Alex told the director that last year a boy hit him on his head with a stone, but that took place outside school. He went to hospital and recovered pretty quickly and says that this is how older boys are, there is nothing he can do to them and he tries to make friends among the others.
“I do not have problems with the children all the time. I get along the best with the colleague I share the desk with. I talk mainly to the girls at school”, says Alex.
In the small room where the six members of the Tofan family live, Alex takes a reading manual out of the bag with faded colours he is using at school. He does not have any homework for tomorrow, he tells me proudly, but he has to read a poem – “The Chickens”. Guided by his parents, he reads slowly pronouncing the syllables individually. “The-Chi-ckens. The Chickens. Sit without du-vets. Duvets. The chickens are without duvets”, says happy that he managed to understand the writing in the manual.

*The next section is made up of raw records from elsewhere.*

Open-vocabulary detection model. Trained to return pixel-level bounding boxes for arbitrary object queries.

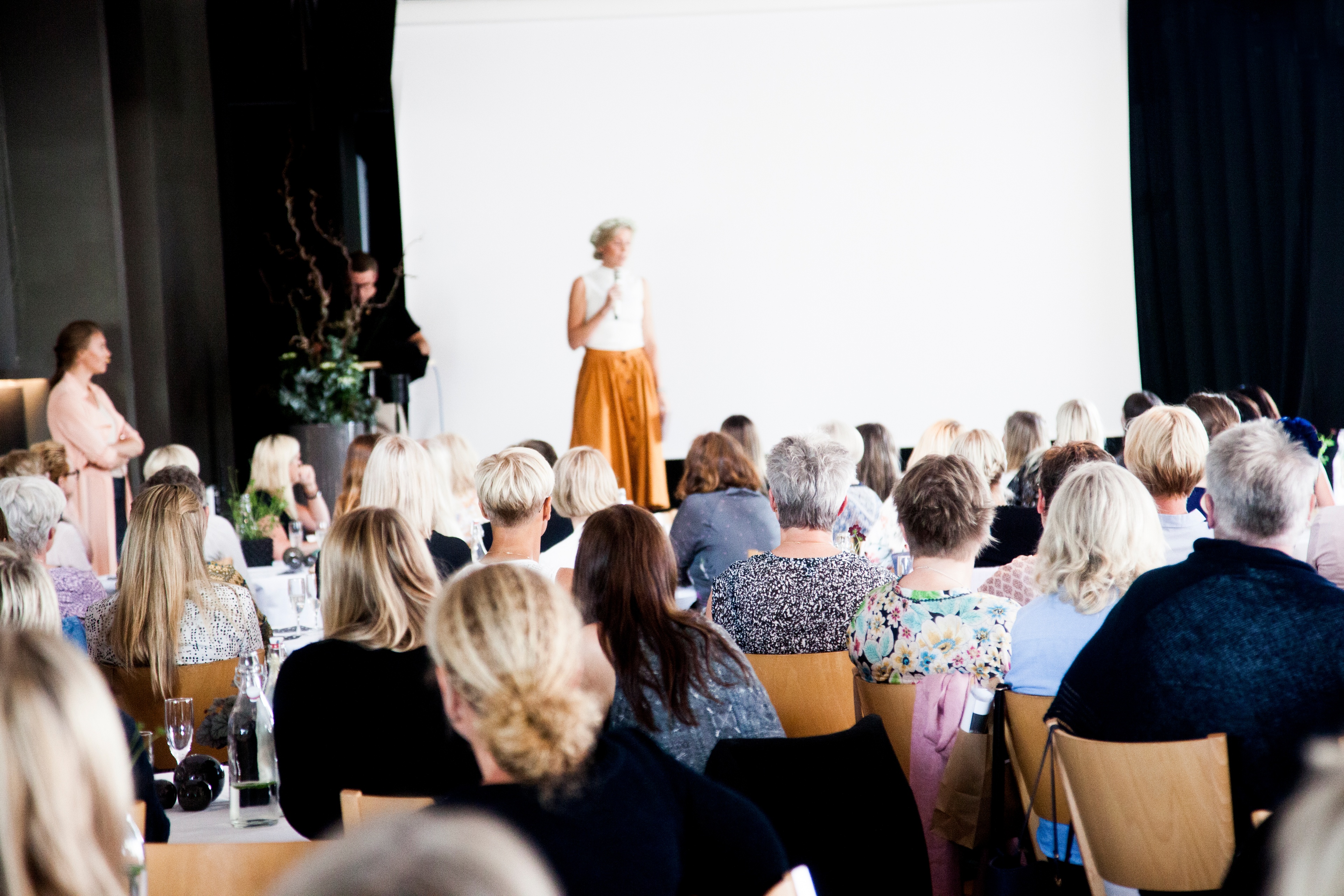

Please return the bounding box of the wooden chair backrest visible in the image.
[340,790,434,833]
[1055,729,1237,896]
[98,659,260,771]
[145,841,321,896]
[853,674,915,780]
[747,650,853,737]
[1004,691,1072,833]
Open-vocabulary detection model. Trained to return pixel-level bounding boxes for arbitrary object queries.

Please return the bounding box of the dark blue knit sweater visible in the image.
[1051,539,1344,827]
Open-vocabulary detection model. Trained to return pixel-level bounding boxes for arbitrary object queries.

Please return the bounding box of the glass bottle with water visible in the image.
[229,651,281,827]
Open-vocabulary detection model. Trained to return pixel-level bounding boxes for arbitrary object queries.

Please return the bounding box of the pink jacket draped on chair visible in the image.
[47,373,140,575]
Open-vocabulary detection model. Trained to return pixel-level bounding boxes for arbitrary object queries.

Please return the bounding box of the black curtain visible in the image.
[1129,0,1344,427]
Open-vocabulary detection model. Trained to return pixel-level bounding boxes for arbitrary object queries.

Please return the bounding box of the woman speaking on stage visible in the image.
[568,218,668,510]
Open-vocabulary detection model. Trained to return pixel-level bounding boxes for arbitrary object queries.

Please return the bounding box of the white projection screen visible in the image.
[392,0,1138,458]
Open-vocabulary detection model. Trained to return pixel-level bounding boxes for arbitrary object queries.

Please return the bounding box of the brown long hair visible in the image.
[332,433,383,518]
[47,321,102,386]
[676,433,761,500]
[574,504,747,729]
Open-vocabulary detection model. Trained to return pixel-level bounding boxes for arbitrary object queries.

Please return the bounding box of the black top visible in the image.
[437,728,789,896]
[1050,539,1344,834]
[275,638,481,838]
[976,504,1042,567]
[481,510,574,551]
[427,532,472,579]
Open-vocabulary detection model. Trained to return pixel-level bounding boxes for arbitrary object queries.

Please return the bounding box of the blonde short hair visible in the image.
[906,419,961,470]
[359,435,440,539]
[952,430,1008,488]
[1036,461,1167,614]
[321,508,438,651]
[476,447,555,525]
[1055,398,1106,447]
[0,543,61,634]
[140,435,203,479]
[429,563,603,784]
[0,626,132,896]
[551,446,621,517]
[1125,404,1208,498]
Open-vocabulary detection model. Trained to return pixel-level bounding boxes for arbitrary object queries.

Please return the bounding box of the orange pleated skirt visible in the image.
[570,348,668,510]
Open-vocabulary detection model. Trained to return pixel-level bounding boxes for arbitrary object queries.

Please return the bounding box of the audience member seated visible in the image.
[429,567,786,896]
[28,439,93,572]
[0,476,107,643]
[540,447,621,579]
[1055,398,1106,447]
[359,435,472,579]
[476,447,555,575]
[140,444,247,575]
[0,626,133,896]
[1125,404,1212,563]
[906,419,962,473]
[1004,411,1050,508]
[980,442,1115,606]
[332,433,382,520]
[671,433,779,612]
[710,434,899,653]
[269,809,560,896]
[574,505,784,771]
[1050,420,1344,835]
[719,414,769,494]
[275,506,480,838]
[85,485,264,694]
[251,435,331,560]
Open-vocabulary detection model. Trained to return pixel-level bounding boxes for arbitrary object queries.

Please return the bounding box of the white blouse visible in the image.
[85,582,264,666]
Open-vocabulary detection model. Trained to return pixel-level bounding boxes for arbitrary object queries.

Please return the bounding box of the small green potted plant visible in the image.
[229,471,285,567]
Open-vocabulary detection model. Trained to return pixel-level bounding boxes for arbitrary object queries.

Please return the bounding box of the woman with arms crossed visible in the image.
[568,218,668,510]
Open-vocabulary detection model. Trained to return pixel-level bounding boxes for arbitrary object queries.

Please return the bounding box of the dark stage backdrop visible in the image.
[1129,0,1344,427]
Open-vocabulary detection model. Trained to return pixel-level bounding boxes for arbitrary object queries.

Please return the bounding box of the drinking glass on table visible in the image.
[164,697,196,766]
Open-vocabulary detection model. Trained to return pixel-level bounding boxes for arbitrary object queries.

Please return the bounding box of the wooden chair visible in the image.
[340,790,434,833]
[145,841,321,896]
[747,650,853,737]
[853,672,915,780]
[1004,691,1072,859]
[1055,728,1237,896]
[98,659,260,771]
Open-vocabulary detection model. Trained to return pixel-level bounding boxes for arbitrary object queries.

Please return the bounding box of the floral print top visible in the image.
[849,583,1019,684]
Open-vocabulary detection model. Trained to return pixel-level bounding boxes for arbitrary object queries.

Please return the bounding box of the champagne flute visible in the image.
[164,697,196,766]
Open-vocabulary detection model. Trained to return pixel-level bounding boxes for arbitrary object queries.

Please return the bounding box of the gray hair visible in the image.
[766,435,855,532]
[589,218,634,258]
[270,810,560,896]
[0,476,66,555]
[1205,420,1321,539]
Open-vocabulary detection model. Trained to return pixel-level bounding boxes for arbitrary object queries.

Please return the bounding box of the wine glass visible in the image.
[164,697,196,766]
[289,575,308,631]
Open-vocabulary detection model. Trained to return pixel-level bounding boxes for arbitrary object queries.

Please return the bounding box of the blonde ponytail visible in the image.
[429,563,602,784]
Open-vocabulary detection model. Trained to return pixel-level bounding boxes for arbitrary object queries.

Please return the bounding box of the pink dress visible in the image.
[47,373,140,575]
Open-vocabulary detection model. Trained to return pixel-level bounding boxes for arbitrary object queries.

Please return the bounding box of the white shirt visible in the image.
[583,265,644,352]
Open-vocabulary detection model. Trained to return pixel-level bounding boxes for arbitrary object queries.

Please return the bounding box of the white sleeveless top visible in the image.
[583,265,644,352]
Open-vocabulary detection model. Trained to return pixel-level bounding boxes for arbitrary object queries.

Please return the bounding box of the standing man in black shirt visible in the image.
[349,253,430,433]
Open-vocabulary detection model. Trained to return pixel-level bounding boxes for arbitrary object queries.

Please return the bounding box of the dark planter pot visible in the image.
[289,423,364,508]
[242,539,275,567]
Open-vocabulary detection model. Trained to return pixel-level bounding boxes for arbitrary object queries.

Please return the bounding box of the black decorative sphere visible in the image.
[155,778,177,811]
[280,548,308,569]
[172,754,224,809]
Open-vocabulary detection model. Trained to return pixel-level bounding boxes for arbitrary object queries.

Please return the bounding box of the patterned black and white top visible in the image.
[711,552,895,653]
[85,582,265,666]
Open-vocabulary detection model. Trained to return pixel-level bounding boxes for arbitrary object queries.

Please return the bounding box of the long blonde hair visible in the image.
[429,563,602,784]
[251,435,300,520]
[1036,461,1167,612]
[359,435,438,539]
[0,627,132,896]
[321,508,438,650]
[107,485,212,696]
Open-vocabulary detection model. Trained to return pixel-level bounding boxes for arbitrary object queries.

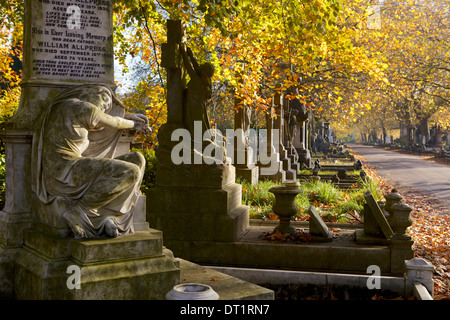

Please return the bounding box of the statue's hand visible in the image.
[131,119,152,134]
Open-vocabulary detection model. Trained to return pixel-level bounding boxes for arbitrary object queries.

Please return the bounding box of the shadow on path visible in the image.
[348,144,450,212]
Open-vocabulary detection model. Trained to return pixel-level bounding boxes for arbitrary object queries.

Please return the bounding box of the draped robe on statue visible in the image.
[32,86,145,237]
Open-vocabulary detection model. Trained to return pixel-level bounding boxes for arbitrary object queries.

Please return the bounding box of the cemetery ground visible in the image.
[240,150,450,300]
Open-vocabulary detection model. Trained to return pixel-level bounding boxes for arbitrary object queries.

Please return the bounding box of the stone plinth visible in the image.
[0,130,33,299]
[147,161,249,244]
[15,229,180,300]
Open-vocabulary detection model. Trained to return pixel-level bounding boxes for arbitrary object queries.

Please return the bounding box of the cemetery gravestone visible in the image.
[308,206,333,241]
[356,191,394,244]
[0,0,180,299]
[147,20,249,255]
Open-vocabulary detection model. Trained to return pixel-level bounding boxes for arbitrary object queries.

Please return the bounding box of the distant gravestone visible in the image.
[308,206,333,241]
[356,191,394,244]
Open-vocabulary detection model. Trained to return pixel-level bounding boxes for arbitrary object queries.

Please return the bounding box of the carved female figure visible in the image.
[32,85,150,238]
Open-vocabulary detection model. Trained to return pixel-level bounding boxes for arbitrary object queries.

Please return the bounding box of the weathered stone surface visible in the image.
[308,206,333,241]
[15,230,180,300]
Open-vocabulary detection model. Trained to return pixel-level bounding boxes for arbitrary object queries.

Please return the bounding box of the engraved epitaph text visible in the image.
[30,0,114,82]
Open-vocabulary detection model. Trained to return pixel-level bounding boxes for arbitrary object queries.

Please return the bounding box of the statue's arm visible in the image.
[98,113,136,130]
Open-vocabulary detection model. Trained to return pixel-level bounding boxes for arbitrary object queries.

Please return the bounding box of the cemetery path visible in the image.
[348,144,450,214]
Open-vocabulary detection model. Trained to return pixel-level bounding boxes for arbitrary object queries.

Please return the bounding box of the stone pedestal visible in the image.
[15,229,180,300]
[0,130,33,299]
[147,158,249,242]
[390,202,414,273]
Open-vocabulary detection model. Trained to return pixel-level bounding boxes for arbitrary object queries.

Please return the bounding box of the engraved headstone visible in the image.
[10,0,115,130]
[0,0,180,300]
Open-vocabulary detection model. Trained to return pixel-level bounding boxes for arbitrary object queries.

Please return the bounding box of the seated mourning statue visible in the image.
[32,85,151,238]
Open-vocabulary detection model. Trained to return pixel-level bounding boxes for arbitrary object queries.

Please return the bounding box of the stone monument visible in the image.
[233,77,259,184]
[147,20,249,260]
[0,0,180,299]
[258,103,286,181]
[273,87,297,181]
[289,89,312,168]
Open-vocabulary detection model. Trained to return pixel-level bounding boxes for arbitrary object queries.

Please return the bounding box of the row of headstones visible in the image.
[234,86,311,184]
[308,189,413,248]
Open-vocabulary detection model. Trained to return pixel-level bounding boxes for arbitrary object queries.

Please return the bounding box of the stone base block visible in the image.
[147,183,249,242]
[355,229,391,246]
[15,229,180,300]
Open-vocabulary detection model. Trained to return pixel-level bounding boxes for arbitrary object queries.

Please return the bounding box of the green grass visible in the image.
[237,176,384,222]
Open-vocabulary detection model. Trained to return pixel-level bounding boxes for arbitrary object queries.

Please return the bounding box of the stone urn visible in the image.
[269,182,302,235]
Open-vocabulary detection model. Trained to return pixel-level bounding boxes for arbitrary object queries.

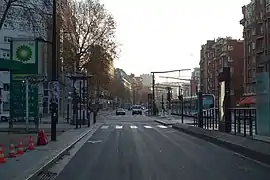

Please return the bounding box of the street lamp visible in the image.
[67,92,72,123]
[51,0,59,141]
[178,86,184,123]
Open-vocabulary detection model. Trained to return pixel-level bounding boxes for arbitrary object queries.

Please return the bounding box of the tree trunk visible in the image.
[0,0,12,30]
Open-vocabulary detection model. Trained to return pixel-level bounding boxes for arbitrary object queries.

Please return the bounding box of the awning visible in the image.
[239,96,256,105]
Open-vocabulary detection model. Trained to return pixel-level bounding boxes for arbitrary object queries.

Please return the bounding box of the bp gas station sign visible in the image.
[10,39,39,122]
[12,40,37,64]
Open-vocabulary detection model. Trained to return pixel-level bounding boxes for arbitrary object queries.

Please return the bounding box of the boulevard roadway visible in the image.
[53,114,270,180]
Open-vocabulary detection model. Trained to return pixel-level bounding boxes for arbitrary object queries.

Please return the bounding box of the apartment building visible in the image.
[200,37,244,107]
[240,0,270,106]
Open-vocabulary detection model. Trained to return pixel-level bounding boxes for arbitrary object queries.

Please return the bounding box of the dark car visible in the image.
[116,108,126,116]
[132,105,143,115]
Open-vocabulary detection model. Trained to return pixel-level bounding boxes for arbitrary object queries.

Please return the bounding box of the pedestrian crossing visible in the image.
[100,125,168,130]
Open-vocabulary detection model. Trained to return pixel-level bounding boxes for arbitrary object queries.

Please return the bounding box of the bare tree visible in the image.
[0,0,51,36]
[62,0,118,71]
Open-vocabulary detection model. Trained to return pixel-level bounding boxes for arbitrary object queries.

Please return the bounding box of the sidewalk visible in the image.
[156,116,270,165]
[0,124,100,180]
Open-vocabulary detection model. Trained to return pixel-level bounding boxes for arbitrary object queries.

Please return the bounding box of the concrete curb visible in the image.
[155,120,270,165]
[25,124,101,180]
[155,119,175,126]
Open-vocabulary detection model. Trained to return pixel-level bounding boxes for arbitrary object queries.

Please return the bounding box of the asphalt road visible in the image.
[54,115,270,180]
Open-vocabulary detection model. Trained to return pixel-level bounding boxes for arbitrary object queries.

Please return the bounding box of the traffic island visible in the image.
[155,119,270,165]
[172,123,270,165]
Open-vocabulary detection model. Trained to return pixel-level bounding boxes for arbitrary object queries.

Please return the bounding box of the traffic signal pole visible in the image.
[151,69,191,116]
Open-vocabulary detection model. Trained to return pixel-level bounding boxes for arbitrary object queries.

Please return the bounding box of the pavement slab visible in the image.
[51,116,270,180]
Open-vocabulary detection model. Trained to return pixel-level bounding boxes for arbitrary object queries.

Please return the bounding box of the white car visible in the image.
[116,108,126,116]
[132,105,142,115]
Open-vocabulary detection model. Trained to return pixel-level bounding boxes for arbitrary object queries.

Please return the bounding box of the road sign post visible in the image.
[25,78,29,131]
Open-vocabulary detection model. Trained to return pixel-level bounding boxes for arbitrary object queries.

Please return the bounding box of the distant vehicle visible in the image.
[132,105,142,115]
[116,108,126,116]
[0,113,10,122]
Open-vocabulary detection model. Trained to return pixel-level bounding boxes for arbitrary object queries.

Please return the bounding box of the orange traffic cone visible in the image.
[0,145,7,163]
[28,136,35,150]
[17,140,24,155]
[8,144,16,158]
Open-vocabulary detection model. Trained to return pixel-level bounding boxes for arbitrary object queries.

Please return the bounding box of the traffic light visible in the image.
[167,90,172,102]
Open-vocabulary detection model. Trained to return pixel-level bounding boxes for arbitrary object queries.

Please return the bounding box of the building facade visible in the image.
[200,37,244,107]
[141,74,152,87]
[240,0,270,106]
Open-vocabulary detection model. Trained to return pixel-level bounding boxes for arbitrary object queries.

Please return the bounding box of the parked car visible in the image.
[132,105,142,115]
[116,108,126,116]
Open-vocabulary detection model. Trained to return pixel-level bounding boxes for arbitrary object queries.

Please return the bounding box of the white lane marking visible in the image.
[158,125,167,129]
[115,126,123,129]
[87,140,102,144]
[101,126,109,129]
[144,126,152,129]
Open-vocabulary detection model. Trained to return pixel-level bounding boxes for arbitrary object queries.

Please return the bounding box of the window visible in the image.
[228,56,233,62]
[4,84,10,91]
[3,102,10,111]
[228,45,233,51]
[44,89,49,96]
[4,36,12,43]
[251,28,256,36]
[252,56,256,64]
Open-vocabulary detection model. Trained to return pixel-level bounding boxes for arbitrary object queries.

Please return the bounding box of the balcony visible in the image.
[256,47,264,54]
[240,18,246,26]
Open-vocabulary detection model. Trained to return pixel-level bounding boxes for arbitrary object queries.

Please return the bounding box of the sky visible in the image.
[100,0,250,76]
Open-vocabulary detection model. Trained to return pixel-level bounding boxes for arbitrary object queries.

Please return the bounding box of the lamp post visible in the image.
[67,92,72,124]
[67,73,92,128]
[51,0,59,141]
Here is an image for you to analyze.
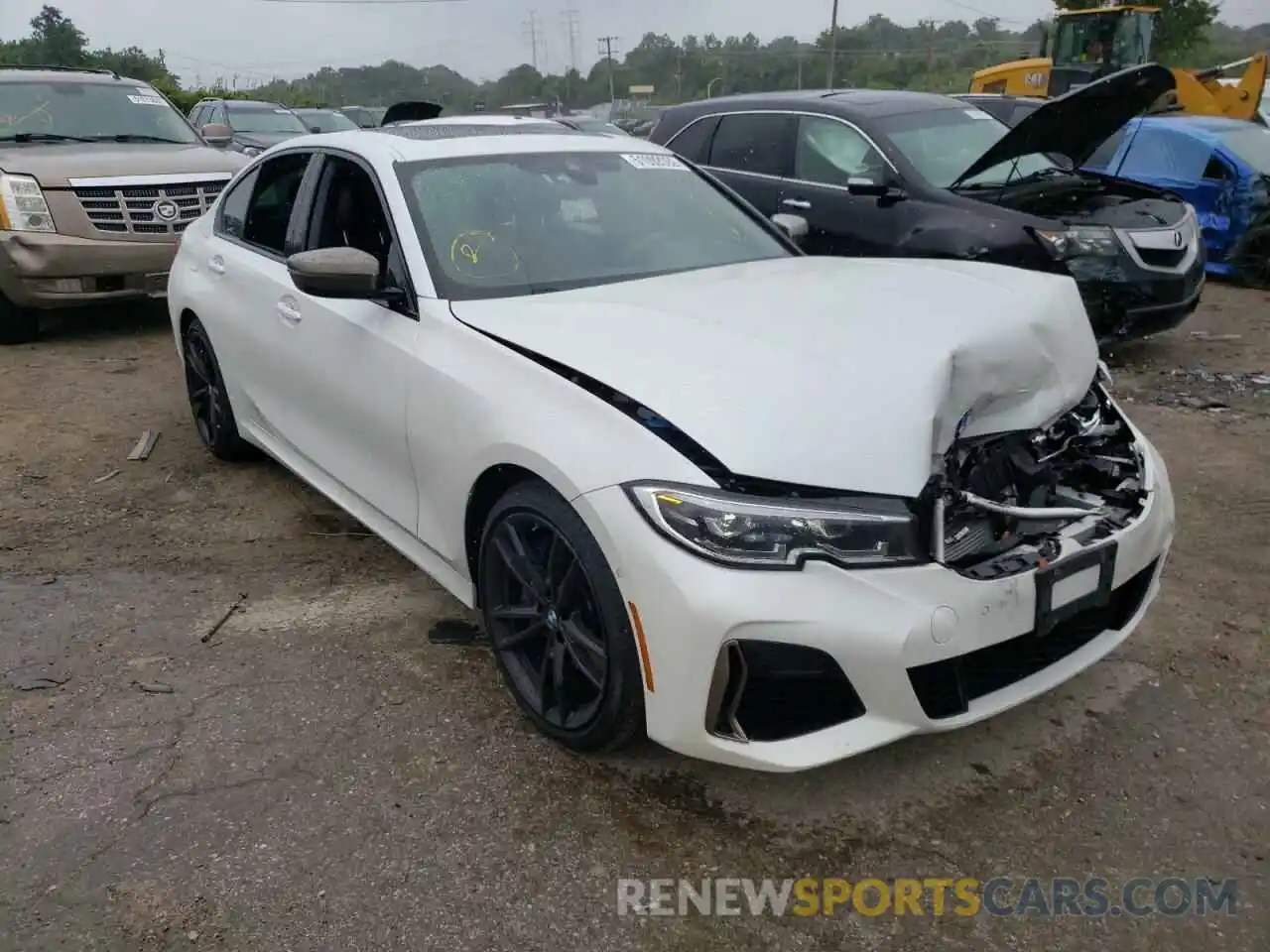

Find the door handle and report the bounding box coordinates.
[278,298,301,326]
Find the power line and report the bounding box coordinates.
[599,37,620,103]
[254,0,468,6]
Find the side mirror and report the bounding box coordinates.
[847,178,907,202]
[198,122,234,146]
[772,212,811,244]
[287,248,380,300]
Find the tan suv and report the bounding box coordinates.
[0,66,246,344]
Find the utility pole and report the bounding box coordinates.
[564,6,580,69]
[525,10,539,69]
[599,37,618,103]
[826,0,838,89]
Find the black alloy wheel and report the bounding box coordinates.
[1234,225,1270,291]
[182,317,257,462]
[477,482,644,752]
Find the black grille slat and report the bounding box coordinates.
[72,178,226,235]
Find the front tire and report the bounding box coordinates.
[477,481,644,753]
[181,317,259,462]
[0,295,40,344]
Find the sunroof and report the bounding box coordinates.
[375,122,584,140]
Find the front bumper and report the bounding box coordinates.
[1072,246,1206,344]
[574,445,1175,772]
[0,231,177,308]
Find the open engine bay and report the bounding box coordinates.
[933,381,1148,580]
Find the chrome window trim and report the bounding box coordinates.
[664,109,903,195]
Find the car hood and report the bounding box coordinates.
[234,130,302,149]
[952,63,1176,187]
[0,142,244,187]
[450,257,1097,496]
[380,100,444,126]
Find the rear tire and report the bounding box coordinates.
[476,480,644,753]
[0,295,40,344]
[181,317,260,462]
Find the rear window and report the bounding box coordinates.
[0,80,198,142]
[1221,123,1270,176]
[876,105,1060,187]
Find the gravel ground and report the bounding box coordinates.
[0,286,1270,952]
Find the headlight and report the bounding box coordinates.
[0,176,56,232]
[1036,225,1123,262]
[623,482,927,568]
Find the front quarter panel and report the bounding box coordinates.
[408,300,713,586]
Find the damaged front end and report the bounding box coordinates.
[933,372,1148,580]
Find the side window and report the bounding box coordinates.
[794,117,888,185]
[1204,154,1234,181]
[710,113,798,178]
[668,115,718,164]
[216,169,260,241]
[1084,128,1124,169]
[305,155,407,290]
[242,153,312,255]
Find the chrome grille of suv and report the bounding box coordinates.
[73,178,226,235]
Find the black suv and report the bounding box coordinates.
[190,99,309,155]
[650,63,1206,341]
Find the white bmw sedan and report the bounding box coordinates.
[168,119,1174,771]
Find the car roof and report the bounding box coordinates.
[0,63,143,86]
[228,99,291,112]
[398,113,555,127]
[1138,113,1248,139]
[271,127,673,163]
[666,89,958,118]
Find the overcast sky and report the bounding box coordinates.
[0,0,1270,85]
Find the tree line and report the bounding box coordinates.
[0,0,1270,110]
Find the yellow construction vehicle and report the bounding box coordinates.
[970,3,1270,121]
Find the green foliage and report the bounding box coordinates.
[0,0,1270,112]
[1054,0,1220,66]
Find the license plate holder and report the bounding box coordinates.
[1033,542,1117,639]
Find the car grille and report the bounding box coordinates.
[75,178,226,235]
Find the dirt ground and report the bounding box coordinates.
[0,285,1270,952]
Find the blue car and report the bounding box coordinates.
[1084,115,1270,289]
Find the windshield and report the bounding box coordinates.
[877,107,1061,187]
[0,80,198,142]
[571,117,630,136]
[1221,123,1270,176]
[296,109,358,132]
[399,153,794,299]
[226,103,309,136]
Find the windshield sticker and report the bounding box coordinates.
[622,153,689,172]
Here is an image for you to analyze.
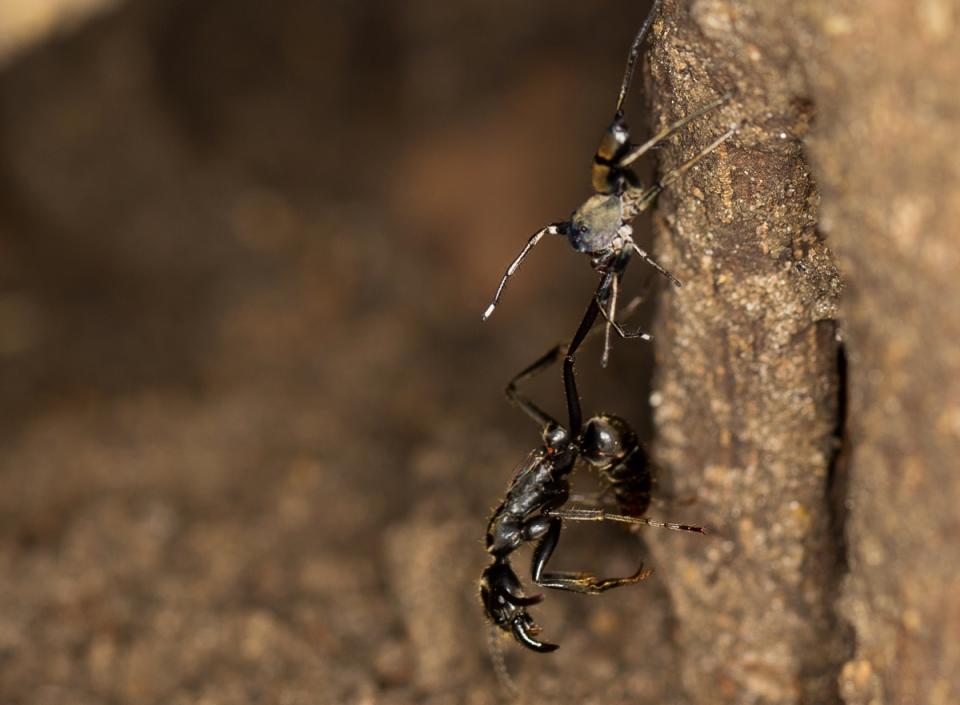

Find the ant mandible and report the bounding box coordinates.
[482,0,738,367]
[480,298,704,653]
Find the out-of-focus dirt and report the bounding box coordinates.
[0,1,688,704]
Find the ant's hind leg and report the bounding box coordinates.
[546,508,706,534]
[533,519,653,595]
[506,345,563,427]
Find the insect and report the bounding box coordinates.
[480,299,704,652]
[483,0,739,367]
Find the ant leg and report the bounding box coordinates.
[616,0,660,117]
[600,292,653,340]
[533,519,653,595]
[628,239,683,289]
[623,124,740,217]
[563,273,615,428]
[481,223,566,321]
[506,345,561,427]
[598,276,620,367]
[546,508,706,534]
[505,296,650,427]
[567,485,613,507]
[617,93,733,168]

When he sees that I am looking at his frayed reading book, he apologises quickly. “It’s not my fault, if this is how I got it from the primary school teacher? She gives the better ones to the Romanians from up the hill, because they are better”, says the boy under his father critical looks, who would have liked for him to stop talking. Alex sees his look and shuts up quickly, buries his head in the book, following the chickens with the finger on the paper.
The story has changed this year
Alex’s story has turned into a tale of redemption. Even if he is not aware of which disease he suffers from, Alex took courage and went to school constantly, improved his grades and he started liking a girl. I ask him what is her name and he tells me blushing like an iron taken out of fire, “Maria, from up the hill”.
He enjoys being at school because he plays football daily. Sometimes, when he finds a ball, he plays football in the street; he prefers to play forward and to score goals. He idolises Messi and Cristiano Ronaldo, but le likes Messi the most, because he is short just like him and runs fast.
But, he would like to be a doctor when he grows older. He is not in for the money or for leaving the poverty in which he was born into, but to help people out and sort out his only problem who prevented him to have a life just like his colleagues, some who “always laugh of me”.
“I want to be a doctor just like the other doctors, to help people out I want to know what is my problem and to get well.”